Author

Meagan White

Date of Award

12-2018

Document Type

Dissertation

Degree Name

Doctor of Philosophy (PhD)

Department

Nursing and Allied Health Professions

First Advisor

Kristy S. Chunta

Second Advisor

Teresa C. Shellenbarger

Third Advisor

Theresa McDevitt

Abstract

Information literacy (IL) is essential to nurses’ delivery of quality patient care due to its role in evidence-based practice. Consequently all nursing students must achieve IL competence upon graduation. However, few publications have explored factors that influence IL skills of prelicensure baccalaureate nursing students and even less is known about current pedagogical strategies employed by faculty to promote IL competence.

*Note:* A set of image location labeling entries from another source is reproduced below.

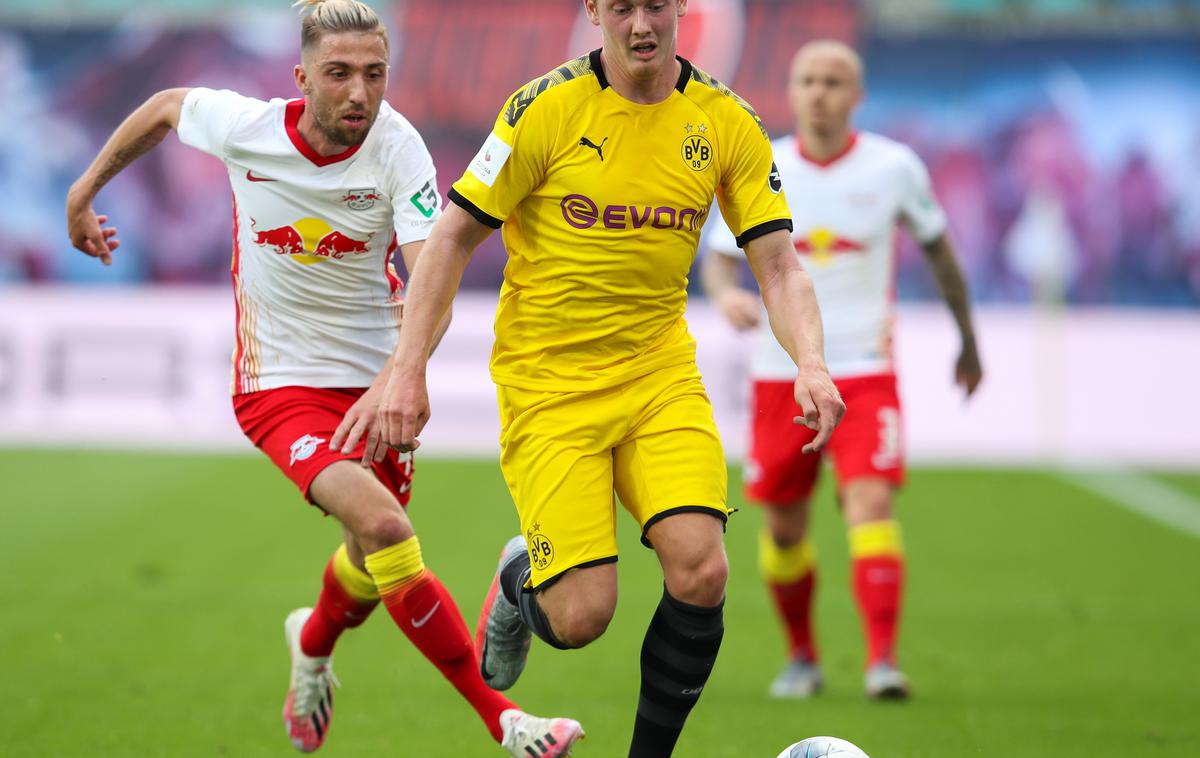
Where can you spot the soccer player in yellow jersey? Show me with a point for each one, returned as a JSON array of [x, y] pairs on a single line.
[[601, 174]]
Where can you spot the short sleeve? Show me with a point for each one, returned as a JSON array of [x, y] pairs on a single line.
[[209, 116], [415, 199], [751, 192], [510, 164], [719, 239], [919, 209]]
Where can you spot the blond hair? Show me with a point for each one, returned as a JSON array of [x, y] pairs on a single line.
[[335, 17]]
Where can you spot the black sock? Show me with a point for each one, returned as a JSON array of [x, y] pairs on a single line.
[[677, 657], [514, 577]]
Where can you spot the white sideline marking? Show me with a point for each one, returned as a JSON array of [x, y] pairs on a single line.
[[1140, 494]]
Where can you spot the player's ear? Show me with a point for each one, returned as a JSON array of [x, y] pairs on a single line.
[[301, 77]]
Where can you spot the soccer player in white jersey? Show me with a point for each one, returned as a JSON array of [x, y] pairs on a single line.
[[847, 191], [325, 188]]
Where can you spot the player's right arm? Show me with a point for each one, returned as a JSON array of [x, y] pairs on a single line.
[[508, 167], [432, 286], [141, 132], [720, 275]]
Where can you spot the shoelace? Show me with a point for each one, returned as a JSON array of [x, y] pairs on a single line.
[[311, 686]]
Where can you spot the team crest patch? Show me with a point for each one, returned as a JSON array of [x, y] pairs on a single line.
[[304, 447], [696, 150], [541, 551], [361, 199]]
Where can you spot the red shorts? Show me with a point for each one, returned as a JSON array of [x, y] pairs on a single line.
[[867, 443], [293, 427]]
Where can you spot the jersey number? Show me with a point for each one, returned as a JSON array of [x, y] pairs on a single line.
[[887, 455]]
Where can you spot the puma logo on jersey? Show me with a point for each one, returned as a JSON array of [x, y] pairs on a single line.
[[587, 143]]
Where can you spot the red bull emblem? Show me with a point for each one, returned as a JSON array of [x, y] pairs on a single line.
[[821, 245], [310, 240]]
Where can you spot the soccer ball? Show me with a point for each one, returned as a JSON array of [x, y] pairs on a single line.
[[821, 747]]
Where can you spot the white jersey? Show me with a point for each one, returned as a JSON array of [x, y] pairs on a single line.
[[845, 214], [317, 298]]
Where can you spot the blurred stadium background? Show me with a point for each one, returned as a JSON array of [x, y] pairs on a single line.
[[1051, 521]]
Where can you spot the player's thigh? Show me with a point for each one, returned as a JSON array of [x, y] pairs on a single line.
[[868, 443], [778, 473], [558, 467], [293, 426], [361, 503], [671, 459]]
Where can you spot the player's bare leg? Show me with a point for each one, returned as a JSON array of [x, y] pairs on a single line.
[[879, 571], [787, 564], [424, 609]]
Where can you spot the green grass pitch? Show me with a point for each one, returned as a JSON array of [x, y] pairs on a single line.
[[143, 599]]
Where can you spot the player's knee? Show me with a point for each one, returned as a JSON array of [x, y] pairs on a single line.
[[869, 504], [703, 582], [382, 530], [582, 623]]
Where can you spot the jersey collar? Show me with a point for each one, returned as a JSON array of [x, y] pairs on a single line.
[[292, 124], [681, 83], [831, 160]]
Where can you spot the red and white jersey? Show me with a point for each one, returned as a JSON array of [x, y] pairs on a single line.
[[845, 214], [317, 296]]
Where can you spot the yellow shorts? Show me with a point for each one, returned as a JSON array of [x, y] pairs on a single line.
[[653, 440]]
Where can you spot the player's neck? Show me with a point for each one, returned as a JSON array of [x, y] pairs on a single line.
[[642, 91], [822, 148], [316, 137]]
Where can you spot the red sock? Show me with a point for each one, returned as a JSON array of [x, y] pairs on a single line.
[[793, 601], [427, 614], [336, 612], [879, 584]]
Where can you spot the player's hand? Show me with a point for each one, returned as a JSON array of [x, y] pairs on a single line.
[[361, 421], [88, 232], [739, 306], [967, 370], [821, 404], [403, 410]]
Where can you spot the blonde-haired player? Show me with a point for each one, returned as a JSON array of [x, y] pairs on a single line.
[[325, 188], [601, 174], [847, 191]]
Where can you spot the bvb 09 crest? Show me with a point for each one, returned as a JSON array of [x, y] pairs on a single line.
[[696, 150], [541, 552]]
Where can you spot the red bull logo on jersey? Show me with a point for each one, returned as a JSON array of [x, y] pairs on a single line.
[[310, 241], [822, 245], [583, 212]]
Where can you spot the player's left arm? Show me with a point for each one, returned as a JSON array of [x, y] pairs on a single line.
[[953, 286], [138, 134], [360, 421], [796, 319]]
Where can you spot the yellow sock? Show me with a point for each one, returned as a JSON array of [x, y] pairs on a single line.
[[785, 565], [876, 539], [357, 583], [394, 567]]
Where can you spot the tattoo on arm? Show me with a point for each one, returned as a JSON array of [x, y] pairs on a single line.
[[951, 282], [129, 154]]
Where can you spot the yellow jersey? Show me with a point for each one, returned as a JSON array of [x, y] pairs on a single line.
[[601, 203]]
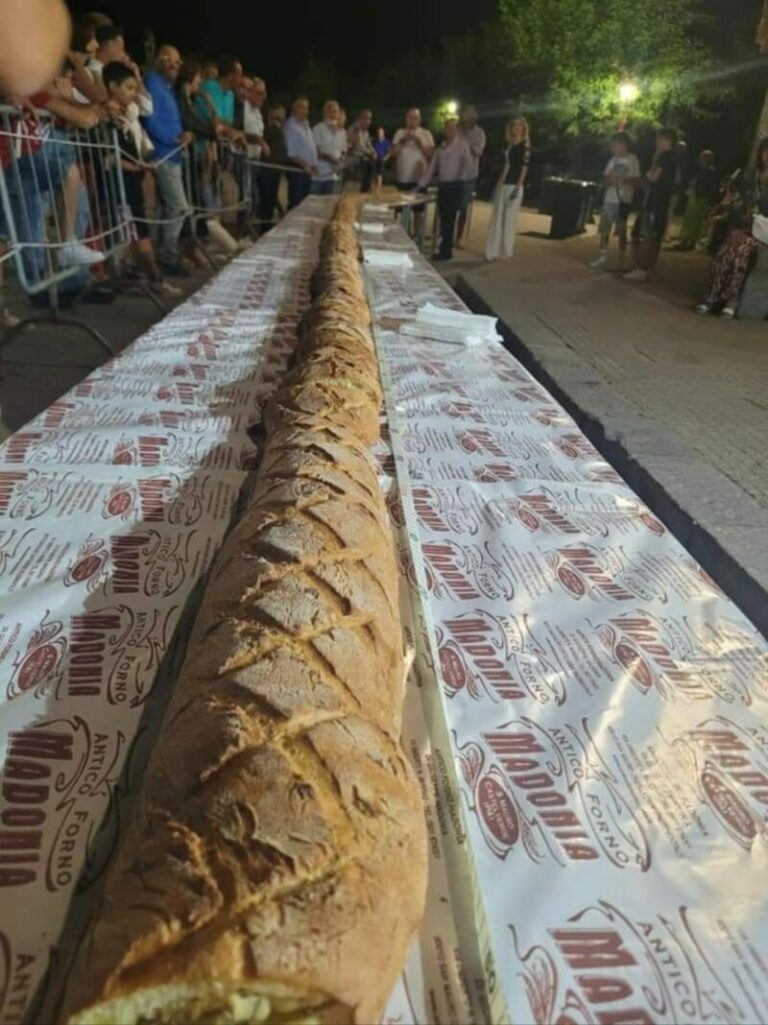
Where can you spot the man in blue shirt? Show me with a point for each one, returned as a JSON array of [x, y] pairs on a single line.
[[300, 150], [167, 135], [221, 89]]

This study used a mixed method design to examine student factors and educational strategies that influence IL self-efficacy of senior-level prelicensure baccalaureate nursing students. The purpose was three-fold to describe nursing students’ IL self-efficacy levels utilizing a valid and reliable tool; to analyze relationships between demographic factors, educational strategies, and IL self-efficacy; and to provide a description of educational strategies employed by nursing programs to achieve IL competency of graduates. A convenience sample of 260 prelicensure nursing students from baccalaureate programs across the United States was

used. Additionally, eight qualitative interviews were conducted with faculty and administrators from participating sites. The Information Literacy Self-Efficacy Scale (ILSES) was used to assess IL self-efficacy amongst this cohort of students and directed content analysis helped to identify qualitative categories and themes relating to IL educational interventions under the framework of Rogers’s Diffusions of Innovation (DOI) theory.

A statistically significant relationship was found between IL self-efficacy and student age, online search preference for Google, frequent use of textbook as information sources, and frequent use of professional journals as information sources as these factors accounted for 13.9% of the variance in ILSES scores (F(4, 252) = 10.192, p <.0005, R2 = .139). Further statistical analysis indicated two student factors, younger age and preference of Google for online searching, were associated with lower IL self-efficacy scores. Additionally, a coding matrix developed using DOI theory was used to explore six qualitative themes that emerged from faculty interviews relating to IL educational strategies. The study’s most prominent theme relating to faculty’s use of IL pedagogies was focused on communication channels and social systems. Implications from this study’s results may be used by nurse educators, administrators, and policymakers to develop innovative evidence-based IL pedagogies and improve nursing program curricular designs.